KPK juga perlu mendorong fungsi koordinasi dan supervisi jika ada kasus yang prosesnya lambat. Penting kiranya untuk membuat basis data terintegrasi antarpenegak hukum dan dipublikasikan kepada masyarakat. Hal ini agar KPK dapat menelusuri kasus apa saja yang dinilai lambat prosesnya. Memublikasikan kasus korupsi yang sedang ditangani pun menjadi bagian dalam pelibatan masyarakat dalam memantau kasus korupsi.
Selain itu, penegak hukum juga harus membuat aturan tentang lama waktu penyidikan. Sebelumnya, kepolisian telah memiliki aturan tersebut. Dalam Peraturan Kapolri No 12/2009 Pasal 31 Ayat 2 dijelaskan batas waktu penyelesaian perkara. Untuk perkara sangat sulit 120 hari, perkara sulit 90 hari, perkara sedang 60 hari, dan perkara ringan 30 hari.Namun, aturan ini diganti jadi Peraturan Kapolri No 14/2012. Sayangnya, aturan itu menghilangkan berapa batas waktu penyelesaian perkara. Hal ini yang diperlukan tersangka mendapatkan kepastian hukum atas kasus yang sedang dihadapi, khususnya korupsi.

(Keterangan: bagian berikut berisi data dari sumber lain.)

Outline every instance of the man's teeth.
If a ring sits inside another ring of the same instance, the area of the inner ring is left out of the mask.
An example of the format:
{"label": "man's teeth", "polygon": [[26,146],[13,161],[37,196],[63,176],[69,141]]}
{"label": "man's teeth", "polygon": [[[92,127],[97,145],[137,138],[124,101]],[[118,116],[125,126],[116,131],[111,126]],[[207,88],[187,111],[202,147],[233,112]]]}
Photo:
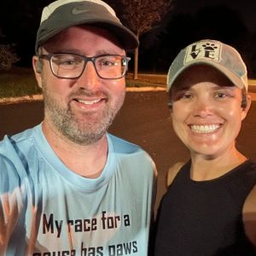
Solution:
{"label": "man's teeth", "polygon": [[82,100],[78,100],[79,102],[85,104],[85,105],[92,105],[95,103],[97,103],[101,101],[101,99],[97,99],[97,100],[93,100],[93,101],[82,101]]}
{"label": "man's teeth", "polygon": [[191,131],[197,133],[209,133],[219,128],[218,125],[191,125]]}

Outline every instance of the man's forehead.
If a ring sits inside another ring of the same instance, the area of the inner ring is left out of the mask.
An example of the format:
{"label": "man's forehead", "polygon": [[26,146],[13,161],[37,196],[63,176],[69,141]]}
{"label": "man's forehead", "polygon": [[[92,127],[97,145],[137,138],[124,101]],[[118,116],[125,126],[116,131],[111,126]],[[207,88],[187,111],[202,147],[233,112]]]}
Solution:
{"label": "man's forehead", "polygon": [[[108,53],[110,46],[113,46],[112,50],[116,48],[118,51],[122,50],[125,53],[123,46],[115,35],[106,29],[92,26],[77,26],[67,28],[49,39],[43,46],[46,49],[59,49],[79,54],[80,49],[86,46],[86,44],[80,44],[81,42],[85,43],[87,40],[90,40],[96,44],[96,38],[97,42],[102,40],[104,43],[100,49],[102,54]],[[110,43],[106,44],[105,42]]]}

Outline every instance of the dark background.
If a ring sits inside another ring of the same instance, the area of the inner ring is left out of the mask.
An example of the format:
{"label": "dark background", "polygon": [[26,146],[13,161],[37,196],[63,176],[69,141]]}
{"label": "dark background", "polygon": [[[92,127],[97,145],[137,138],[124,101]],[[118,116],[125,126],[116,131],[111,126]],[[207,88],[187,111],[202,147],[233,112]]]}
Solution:
{"label": "dark background", "polygon": [[[51,2],[1,1],[0,44],[15,44],[20,58],[18,66],[31,67],[42,9]],[[202,38],[237,48],[247,65],[249,78],[256,78],[255,0],[173,0],[161,22],[140,38],[139,71],[166,73],[181,48]]]}

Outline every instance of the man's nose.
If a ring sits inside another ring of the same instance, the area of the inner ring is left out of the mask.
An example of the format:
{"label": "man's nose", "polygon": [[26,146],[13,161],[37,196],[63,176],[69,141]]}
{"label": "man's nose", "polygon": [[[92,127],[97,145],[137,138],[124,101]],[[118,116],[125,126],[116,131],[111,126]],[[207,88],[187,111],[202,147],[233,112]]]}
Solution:
{"label": "man's nose", "polygon": [[85,63],[85,67],[77,84],[80,88],[94,90],[101,85],[101,78],[98,76],[92,61]]}
{"label": "man's nose", "polygon": [[212,114],[212,105],[207,99],[198,99],[194,104],[194,114],[201,118],[206,118]]}

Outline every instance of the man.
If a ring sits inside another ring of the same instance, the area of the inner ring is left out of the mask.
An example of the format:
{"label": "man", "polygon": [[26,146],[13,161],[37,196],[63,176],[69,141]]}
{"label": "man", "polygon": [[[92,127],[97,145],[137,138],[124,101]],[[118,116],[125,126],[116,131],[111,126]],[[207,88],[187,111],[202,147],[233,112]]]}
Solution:
{"label": "man", "polygon": [[241,55],[221,42],[195,42],[173,61],[172,125],[190,160],[169,175],[155,255],[255,255],[256,165],[236,146],[247,88]]}
{"label": "man", "polygon": [[138,43],[100,0],[43,10],[42,124],[0,143],[1,255],[147,255],[154,165],[107,133]]}

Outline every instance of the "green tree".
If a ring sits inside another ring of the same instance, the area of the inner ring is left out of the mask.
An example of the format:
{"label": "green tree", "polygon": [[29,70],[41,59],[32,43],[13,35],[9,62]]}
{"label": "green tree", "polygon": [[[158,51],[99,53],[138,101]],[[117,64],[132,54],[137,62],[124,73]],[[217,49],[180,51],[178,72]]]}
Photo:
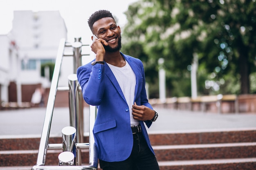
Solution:
{"label": "green tree", "polygon": [[[164,58],[170,95],[189,95],[187,67],[195,54],[200,93],[210,93],[204,86],[208,79],[220,86],[215,91],[222,93],[249,93],[249,76],[256,71],[255,1],[138,1],[126,13],[123,50],[143,61],[147,80],[152,83],[157,82],[158,59]],[[234,83],[240,92],[230,88]]]}

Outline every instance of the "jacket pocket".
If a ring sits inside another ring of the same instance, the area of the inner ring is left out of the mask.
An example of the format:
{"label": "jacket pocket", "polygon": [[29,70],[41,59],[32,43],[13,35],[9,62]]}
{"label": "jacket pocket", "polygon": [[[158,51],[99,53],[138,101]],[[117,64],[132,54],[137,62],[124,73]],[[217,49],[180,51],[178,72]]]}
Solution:
{"label": "jacket pocket", "polygon": [[93,128],[93,132],[94,133],[96,133],[115,128],[116,126],[116,120],[112,119],[94,125]]}

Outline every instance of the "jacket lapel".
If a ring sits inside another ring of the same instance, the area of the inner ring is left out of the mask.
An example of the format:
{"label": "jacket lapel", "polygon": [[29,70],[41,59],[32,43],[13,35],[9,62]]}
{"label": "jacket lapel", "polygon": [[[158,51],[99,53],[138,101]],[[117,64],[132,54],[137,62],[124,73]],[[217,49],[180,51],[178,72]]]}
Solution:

Dalam kaitannya dengan Inpres No 1/2016, pemerintah seharusnya meninjau ulang pelaksanaan inpres itu. Karena inpres ini berpotensi melindungi pejabat yang diduga melakukan penyalahgunaan wewenang yang berpotensi menimbulkan kerugian negara.
Pada dasarnya, jika ada penyalahgunaan wewenang yang terdapat bukti kuat dan berakibat timbulnya kerugian negara, penegak hukum seharusnya dapat langsung memproses. Penyelesaian internal bisa dilakukan jika hanya terdapat pelanggaran administrasi yang tak berdampak pada kerugian negara.
Wana Alamasyah, staf divisi investigasi Indonesia Corruption Watch
---------------
Versi cetak artikel ini terbit di harian Kompas edisi 8 September 2016, di halaman 7 dengan judul "Penindakan Kasus Korupsi Menurun".